Besides, I have a little homework for you. When we suffer—and you will agree that this happens often!—let’s ask ourselves some questions. This is also part of the path. Investigate. But change your angle—try a new approach. We are used to cogitating: we think and think, intensely, wishing to break away from our problems. This time, don’t try to find a solution right away, which is a bit aggressive. The goal is not to shy away from discomfort, but to use one’s natural wisdom that is quietly emerging—thanks, among other things, to meditation—to sharpen one’s powers of discernment and ask, “Why am I suffering? I’m getting angry at some guy who gave me the finger on the road, but is that really the cause of my suffering?” Maybe it is, maybe it isn’t! We find some very interesting answers along the way. So rather than pushing away what we assume is the cause of our discomfort, let’s investigate. It’s not about beating yourself up and blaming yourself, “it’s all my fault!” but simply keeping an open mind. Ask yourself, “If I am suffering today, or this week, or in my life, is there a connection to what Vincent called eternalism? Am I clinging to the idea of the permanence of a phenomenon that by nature cannot be permanent? Or is it due to a nihilistic tendency? Am I rejecting possibilities because I cannot see them with my eyes?” For example, if I lose confidence in my ability as a meditator, I may be flirting with nihilism, or with a form of materialism: only tangible, quantifiable results are valuable to me. These tendencies must be recognized and brought to light.
The Buddhist view that overcomes extremes harmoniously integrates impermanence, interdependence and shunyata. This last theme, often translated as “emptiness” (or occasionally “openness” so as to distinguish it from mere nothingness, which would be nihilistic), is extraordinarily rich and nuanced. Interpretations can vary according to context, and misunderstandings are common, so it is important to proceed gradually and to be well guided.
In short, by combining Dharma study, reflection—which includes trying to understand the meaning of what we are studying and how it applies to our own situation—and meditation, we discover little by little how to avoid extreme positions and we can then move towards ever greater clarity. Moreover, for Mahayana Buddhism, this component of wisdom is never dissociated from compassion: practitioners cultivate both together.
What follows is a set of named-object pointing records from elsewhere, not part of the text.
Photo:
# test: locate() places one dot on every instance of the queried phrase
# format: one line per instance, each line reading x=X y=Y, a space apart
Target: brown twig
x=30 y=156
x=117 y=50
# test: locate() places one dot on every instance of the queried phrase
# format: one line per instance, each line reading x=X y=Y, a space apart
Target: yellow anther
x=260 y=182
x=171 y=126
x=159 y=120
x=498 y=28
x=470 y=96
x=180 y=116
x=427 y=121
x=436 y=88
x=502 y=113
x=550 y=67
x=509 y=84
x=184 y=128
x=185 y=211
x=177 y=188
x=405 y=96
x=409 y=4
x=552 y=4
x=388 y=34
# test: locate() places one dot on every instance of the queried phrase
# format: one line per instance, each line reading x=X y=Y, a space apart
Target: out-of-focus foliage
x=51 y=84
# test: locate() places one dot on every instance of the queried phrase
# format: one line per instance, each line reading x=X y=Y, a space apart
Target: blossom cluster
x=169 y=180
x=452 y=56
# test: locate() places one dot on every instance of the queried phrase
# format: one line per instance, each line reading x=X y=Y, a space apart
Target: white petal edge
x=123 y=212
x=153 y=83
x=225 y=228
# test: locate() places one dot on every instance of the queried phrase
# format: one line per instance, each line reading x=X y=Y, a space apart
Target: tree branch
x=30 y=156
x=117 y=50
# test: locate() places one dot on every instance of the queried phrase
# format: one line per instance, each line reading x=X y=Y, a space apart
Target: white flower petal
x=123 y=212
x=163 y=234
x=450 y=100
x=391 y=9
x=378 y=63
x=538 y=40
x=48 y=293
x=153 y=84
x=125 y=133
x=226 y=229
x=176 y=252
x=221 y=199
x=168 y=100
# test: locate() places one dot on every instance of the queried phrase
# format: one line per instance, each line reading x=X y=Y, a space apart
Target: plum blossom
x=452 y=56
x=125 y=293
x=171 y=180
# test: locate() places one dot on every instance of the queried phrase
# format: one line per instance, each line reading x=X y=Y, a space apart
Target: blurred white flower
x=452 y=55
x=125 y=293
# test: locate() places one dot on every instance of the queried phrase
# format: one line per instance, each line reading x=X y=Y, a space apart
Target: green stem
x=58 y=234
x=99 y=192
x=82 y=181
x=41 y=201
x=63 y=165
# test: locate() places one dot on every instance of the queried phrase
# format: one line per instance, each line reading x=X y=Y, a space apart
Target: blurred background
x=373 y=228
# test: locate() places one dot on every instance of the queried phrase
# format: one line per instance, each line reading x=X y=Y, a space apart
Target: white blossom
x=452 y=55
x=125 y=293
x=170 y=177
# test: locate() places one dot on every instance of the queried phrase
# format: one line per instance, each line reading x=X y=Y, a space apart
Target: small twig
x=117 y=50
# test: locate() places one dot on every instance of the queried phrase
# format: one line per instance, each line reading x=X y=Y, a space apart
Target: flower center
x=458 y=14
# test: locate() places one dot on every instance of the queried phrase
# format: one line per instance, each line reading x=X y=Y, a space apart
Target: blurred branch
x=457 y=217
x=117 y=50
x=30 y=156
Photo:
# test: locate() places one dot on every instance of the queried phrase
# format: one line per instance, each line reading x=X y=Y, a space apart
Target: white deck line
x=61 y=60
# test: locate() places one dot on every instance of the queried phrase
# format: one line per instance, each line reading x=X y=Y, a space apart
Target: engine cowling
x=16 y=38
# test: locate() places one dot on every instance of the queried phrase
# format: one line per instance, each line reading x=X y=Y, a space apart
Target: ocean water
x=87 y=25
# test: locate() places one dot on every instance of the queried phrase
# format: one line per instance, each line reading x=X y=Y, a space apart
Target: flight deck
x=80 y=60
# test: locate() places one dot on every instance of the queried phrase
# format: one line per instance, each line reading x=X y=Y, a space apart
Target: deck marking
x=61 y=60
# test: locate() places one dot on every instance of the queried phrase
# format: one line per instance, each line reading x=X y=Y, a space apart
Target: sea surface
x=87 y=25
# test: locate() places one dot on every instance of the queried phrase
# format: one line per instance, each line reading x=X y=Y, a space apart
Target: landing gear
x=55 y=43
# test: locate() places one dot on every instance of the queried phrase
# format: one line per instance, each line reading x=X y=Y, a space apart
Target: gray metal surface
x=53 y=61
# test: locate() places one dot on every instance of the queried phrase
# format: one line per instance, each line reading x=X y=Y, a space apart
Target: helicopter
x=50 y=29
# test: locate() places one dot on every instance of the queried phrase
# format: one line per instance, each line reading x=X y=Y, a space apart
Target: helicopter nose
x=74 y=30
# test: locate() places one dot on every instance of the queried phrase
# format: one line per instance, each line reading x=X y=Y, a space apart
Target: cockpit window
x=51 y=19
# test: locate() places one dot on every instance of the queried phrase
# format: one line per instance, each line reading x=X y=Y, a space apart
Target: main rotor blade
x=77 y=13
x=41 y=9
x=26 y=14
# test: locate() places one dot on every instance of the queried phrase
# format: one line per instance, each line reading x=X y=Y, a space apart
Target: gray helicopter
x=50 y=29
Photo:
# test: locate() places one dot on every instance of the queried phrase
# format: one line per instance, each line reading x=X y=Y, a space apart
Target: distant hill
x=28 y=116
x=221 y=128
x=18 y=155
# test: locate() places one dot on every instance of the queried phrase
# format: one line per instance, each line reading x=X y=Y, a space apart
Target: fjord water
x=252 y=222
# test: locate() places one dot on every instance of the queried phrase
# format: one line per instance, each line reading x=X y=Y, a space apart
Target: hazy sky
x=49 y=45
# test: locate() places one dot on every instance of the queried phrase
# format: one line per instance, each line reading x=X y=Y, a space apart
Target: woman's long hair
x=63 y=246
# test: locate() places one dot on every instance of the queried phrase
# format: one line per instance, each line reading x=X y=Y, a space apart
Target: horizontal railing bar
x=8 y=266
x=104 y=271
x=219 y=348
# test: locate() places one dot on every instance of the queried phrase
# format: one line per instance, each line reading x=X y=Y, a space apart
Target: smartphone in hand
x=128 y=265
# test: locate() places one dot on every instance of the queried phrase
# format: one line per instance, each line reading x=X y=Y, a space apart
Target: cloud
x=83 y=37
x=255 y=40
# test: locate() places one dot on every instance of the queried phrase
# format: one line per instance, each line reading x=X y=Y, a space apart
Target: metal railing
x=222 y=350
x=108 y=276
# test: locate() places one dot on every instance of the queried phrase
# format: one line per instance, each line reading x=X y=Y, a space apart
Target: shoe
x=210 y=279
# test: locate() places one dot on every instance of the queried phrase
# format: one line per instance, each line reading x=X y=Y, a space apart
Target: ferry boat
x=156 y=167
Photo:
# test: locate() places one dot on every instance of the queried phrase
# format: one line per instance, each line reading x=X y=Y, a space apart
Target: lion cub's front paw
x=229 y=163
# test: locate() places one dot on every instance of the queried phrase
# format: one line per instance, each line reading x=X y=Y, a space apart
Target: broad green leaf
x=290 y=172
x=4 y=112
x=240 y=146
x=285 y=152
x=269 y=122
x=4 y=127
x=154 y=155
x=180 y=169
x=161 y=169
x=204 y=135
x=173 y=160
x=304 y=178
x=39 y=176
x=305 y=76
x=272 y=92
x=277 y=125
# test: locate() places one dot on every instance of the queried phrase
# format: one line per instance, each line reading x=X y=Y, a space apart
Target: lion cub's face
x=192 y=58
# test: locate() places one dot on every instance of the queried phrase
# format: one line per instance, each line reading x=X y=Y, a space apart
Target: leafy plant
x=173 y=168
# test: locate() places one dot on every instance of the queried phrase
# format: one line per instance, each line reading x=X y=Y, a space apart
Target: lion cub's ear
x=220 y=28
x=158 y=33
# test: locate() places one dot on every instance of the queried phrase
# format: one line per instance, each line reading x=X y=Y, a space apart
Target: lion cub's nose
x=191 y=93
As a complement, I invite you to watch this short excerpt from a teaching by Thich Nhat Hanh. Furthermore, to better understand how the Buddhist view avoids the pitfalls of nihilism and eternalism, it is good to study the “four seals (or four hallmarks) of the Dharma.” This is the central subject of Dzongsar Jamyang Khyentse’s book What Makes You Not a Buddhist; it is a hilarious and provocative, but profound and very helpful book.